Wanting to try low FODMAP but worried about vegetarian options?

The main concerns of the low FODMAP diet are lack of variety and inadequacy of vital nutrients – precisely why following it strictly is only recommended for up to 6 weeks. This situation can be harder to avoid for vegetarians, as many suitable nutrient dense foods are high in FODMAPs. But, with plenty of planning and becoming aware of what foods can be included, there is no reason you shouldn’t be able to meet all nutritional requirements on a vegetarian low FODMAP diet.

Worried about protein intake?

Many protein rich vegetarian foods are unfortunately high in FODMAPs (hello legumes!). We might be able to have them in moderation depending on our own symptoms, but a safe serving size would simply not be enough during the elimination phase.

Check the FODMAP Friendly app to determine serving sizes of legumes. Other suitable sources include firm tofu, eggs, lactose free milk & yogurt, low lactose cheese varieties, nuts / nut butter (check the app for low FODMAP options).

What about iron?

There are two different types of iron – haem and non-haem. We get haem iron from animal sources – this is the type our body can readily use. If we eat non-haem iron, which is the type we get from plant sources, our body has to convert it into the form it can use. Unfortunately, even though our bodies are great at a lot of things, this is not one of them.

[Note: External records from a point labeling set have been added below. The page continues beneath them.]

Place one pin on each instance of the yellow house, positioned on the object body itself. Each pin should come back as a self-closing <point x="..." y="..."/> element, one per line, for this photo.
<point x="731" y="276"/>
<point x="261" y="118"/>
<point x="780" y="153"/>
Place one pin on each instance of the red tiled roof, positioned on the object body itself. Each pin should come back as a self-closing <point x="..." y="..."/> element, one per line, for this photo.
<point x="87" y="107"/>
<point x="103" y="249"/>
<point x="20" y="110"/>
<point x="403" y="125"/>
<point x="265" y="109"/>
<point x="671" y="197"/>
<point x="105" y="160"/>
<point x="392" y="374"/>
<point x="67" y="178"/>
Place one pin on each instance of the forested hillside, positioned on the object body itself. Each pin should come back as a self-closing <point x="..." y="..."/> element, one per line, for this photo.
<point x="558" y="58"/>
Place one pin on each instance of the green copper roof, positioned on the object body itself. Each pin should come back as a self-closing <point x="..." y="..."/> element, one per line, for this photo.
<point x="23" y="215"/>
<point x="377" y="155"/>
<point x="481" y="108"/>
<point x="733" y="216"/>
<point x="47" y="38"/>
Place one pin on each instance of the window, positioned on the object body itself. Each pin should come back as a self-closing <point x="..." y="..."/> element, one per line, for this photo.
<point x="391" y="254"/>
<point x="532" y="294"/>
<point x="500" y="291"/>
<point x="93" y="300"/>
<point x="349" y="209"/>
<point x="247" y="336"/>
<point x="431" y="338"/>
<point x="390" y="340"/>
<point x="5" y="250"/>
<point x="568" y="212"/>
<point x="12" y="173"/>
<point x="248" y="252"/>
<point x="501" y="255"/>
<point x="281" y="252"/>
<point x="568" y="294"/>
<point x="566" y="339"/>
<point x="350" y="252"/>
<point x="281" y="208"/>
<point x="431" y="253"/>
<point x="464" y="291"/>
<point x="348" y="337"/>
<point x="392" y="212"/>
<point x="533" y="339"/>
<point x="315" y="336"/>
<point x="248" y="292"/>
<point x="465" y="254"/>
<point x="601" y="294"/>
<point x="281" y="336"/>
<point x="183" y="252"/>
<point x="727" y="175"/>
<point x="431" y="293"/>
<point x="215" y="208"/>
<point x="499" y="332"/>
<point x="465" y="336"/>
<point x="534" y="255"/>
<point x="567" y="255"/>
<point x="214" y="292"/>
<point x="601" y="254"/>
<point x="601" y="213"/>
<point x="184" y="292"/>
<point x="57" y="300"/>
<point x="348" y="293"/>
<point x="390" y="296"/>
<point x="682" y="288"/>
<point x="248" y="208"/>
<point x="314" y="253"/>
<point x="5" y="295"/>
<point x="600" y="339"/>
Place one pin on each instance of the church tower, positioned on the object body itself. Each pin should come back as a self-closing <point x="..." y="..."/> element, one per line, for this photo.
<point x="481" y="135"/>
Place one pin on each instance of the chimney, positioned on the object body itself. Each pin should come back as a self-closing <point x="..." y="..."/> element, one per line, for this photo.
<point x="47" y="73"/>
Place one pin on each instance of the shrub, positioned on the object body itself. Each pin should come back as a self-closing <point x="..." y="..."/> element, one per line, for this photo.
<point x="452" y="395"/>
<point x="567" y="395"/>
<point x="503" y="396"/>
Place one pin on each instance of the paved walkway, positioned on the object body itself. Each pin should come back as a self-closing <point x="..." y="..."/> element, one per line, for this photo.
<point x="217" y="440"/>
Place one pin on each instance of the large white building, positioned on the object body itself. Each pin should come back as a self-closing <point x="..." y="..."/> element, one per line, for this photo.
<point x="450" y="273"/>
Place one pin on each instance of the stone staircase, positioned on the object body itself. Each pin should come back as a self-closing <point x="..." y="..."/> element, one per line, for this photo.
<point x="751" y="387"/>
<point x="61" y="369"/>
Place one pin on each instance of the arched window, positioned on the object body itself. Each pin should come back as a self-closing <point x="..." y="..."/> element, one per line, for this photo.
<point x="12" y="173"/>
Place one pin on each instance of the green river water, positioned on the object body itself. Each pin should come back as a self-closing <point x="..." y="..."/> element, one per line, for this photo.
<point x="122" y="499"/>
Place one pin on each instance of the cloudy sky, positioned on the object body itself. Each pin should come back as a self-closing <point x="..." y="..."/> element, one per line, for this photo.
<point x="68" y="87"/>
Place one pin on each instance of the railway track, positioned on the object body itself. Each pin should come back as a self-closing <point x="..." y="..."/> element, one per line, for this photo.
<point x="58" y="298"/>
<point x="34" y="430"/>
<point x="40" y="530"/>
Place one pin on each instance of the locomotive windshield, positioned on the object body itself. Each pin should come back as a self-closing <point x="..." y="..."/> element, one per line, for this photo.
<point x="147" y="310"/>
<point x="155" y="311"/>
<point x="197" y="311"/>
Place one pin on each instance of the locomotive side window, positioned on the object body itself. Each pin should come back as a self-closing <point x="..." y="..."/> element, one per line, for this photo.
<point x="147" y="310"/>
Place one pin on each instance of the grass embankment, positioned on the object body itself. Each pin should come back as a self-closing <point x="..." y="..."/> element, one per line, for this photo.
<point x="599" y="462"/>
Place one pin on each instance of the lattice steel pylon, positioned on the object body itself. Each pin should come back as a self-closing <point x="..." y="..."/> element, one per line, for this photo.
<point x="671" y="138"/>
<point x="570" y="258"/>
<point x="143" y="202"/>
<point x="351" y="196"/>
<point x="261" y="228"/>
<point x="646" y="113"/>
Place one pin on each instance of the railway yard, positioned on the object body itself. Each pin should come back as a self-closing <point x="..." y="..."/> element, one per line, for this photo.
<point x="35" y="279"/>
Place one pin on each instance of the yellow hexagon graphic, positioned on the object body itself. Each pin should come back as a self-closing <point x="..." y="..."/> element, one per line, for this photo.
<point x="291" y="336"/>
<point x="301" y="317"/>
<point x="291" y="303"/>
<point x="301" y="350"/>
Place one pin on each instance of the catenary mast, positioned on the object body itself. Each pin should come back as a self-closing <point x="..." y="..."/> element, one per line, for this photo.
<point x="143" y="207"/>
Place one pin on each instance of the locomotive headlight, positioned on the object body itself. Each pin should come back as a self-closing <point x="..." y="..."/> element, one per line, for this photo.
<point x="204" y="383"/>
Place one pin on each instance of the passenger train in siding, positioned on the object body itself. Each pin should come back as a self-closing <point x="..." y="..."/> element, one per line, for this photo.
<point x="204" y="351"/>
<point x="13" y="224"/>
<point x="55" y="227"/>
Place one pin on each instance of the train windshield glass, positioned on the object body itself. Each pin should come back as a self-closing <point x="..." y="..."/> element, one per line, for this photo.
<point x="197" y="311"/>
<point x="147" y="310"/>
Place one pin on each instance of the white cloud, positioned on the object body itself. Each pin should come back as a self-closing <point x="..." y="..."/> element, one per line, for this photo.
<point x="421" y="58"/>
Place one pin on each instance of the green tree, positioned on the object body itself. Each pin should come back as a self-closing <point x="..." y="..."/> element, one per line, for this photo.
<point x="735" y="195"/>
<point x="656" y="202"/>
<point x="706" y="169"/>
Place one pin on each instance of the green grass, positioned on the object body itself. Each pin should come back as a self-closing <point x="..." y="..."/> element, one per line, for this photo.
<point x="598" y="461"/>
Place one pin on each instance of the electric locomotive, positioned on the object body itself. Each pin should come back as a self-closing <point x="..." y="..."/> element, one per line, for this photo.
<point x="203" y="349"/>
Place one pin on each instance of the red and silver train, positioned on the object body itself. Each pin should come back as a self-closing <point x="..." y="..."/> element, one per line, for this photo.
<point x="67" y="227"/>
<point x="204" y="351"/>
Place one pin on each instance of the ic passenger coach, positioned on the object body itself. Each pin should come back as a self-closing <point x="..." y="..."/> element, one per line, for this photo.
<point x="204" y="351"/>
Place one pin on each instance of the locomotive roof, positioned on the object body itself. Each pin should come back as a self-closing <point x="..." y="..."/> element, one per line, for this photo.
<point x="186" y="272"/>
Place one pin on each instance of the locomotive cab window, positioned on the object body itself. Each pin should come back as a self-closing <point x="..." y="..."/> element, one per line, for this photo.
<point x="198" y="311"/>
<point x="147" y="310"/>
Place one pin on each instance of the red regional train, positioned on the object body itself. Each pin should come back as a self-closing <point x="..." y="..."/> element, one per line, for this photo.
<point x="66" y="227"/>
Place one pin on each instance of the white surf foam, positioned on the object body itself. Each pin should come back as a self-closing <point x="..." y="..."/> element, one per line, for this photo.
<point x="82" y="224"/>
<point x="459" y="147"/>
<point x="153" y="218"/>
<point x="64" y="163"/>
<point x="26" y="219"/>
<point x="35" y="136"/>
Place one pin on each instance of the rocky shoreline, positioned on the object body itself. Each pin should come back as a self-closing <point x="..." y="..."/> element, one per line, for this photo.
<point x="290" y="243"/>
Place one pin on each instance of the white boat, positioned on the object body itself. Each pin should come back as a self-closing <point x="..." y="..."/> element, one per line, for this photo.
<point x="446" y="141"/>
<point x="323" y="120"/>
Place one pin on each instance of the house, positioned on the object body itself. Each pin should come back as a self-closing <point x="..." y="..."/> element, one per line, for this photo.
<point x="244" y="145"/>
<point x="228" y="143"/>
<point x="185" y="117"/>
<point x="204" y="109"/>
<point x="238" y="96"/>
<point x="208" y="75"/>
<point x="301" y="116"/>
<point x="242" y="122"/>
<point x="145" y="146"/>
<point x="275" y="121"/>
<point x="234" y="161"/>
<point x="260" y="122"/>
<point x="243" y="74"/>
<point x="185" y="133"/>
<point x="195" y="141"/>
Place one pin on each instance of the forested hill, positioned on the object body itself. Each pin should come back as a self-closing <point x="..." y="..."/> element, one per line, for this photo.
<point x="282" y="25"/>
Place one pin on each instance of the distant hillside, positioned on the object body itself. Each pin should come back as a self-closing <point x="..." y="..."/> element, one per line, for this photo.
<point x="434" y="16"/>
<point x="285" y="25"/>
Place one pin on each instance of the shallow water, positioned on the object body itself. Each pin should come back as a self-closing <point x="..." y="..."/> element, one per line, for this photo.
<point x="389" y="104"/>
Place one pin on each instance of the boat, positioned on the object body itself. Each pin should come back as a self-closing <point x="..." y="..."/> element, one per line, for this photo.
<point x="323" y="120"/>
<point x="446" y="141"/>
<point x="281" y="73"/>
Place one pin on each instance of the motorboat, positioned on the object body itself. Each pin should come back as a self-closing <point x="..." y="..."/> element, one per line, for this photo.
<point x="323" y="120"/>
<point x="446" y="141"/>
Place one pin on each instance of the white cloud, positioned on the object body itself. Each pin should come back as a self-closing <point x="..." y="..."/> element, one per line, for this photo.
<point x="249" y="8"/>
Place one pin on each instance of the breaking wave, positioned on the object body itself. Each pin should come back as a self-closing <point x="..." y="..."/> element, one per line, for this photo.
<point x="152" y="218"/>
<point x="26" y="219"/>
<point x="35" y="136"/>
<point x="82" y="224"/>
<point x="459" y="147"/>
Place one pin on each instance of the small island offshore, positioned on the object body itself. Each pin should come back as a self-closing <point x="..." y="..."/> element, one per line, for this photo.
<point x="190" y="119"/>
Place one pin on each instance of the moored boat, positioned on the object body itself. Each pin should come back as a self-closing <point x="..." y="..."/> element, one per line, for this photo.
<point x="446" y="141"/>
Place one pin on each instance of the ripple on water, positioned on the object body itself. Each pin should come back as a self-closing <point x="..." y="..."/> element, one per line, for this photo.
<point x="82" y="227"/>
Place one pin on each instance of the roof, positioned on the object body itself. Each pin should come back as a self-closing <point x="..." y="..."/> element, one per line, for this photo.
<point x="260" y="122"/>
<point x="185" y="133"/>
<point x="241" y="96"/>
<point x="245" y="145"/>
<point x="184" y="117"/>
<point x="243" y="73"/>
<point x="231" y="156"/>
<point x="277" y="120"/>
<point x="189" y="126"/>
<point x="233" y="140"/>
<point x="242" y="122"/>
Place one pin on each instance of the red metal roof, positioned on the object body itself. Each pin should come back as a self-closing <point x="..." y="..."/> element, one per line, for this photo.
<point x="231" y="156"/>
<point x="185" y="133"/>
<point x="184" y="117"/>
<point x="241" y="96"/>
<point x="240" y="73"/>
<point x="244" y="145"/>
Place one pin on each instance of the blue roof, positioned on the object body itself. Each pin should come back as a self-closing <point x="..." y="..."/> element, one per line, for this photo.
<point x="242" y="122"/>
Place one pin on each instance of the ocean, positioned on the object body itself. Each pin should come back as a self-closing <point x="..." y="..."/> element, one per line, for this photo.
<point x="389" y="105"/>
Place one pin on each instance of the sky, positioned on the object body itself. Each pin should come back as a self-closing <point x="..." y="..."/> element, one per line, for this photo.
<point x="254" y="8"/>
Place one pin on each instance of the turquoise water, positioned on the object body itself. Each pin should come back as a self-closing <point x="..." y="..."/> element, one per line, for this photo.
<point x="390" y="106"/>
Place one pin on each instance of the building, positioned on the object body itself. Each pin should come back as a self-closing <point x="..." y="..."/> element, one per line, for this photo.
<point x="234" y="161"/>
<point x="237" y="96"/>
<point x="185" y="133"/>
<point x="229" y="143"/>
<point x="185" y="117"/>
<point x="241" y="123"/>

We can get non-haem iron from foods like firm tofu, certain seeds, quinoa, eggs and green leafy vegetables.

One trick to have up our sleeve to assist this conversion is pairing the non-haem iron foods with foods high in vitamin C (think strawberries, kiwi fruit, citrus foods, tomatoes and capsicum).

Some other nutrients we might be concerned about include vitamin B12, zinc, omega 3 and calcium.

A few suggestions to ensure nutritional adequacy when eliminating certain foods:

  • Add peanut butter, seeds, lactose free milk or calcium fortified milk to porridge (look for almond milks with >100mg/100ml calcium)
  • Have milk or fortified alternatives in your coffee
  • Add tofu to stir fries
  • Have quinoa with main meals
  • Have a range of nuts, seeds and oils in moderation (check the app for serving sizes)
  • Have small amounts of legumes as individually tolerated (check the app for serving sizes)

As always, consult with a dietitian who can help identify any nutritional gaps in your diet and ensure you are following the diet correctly and get the best outcome.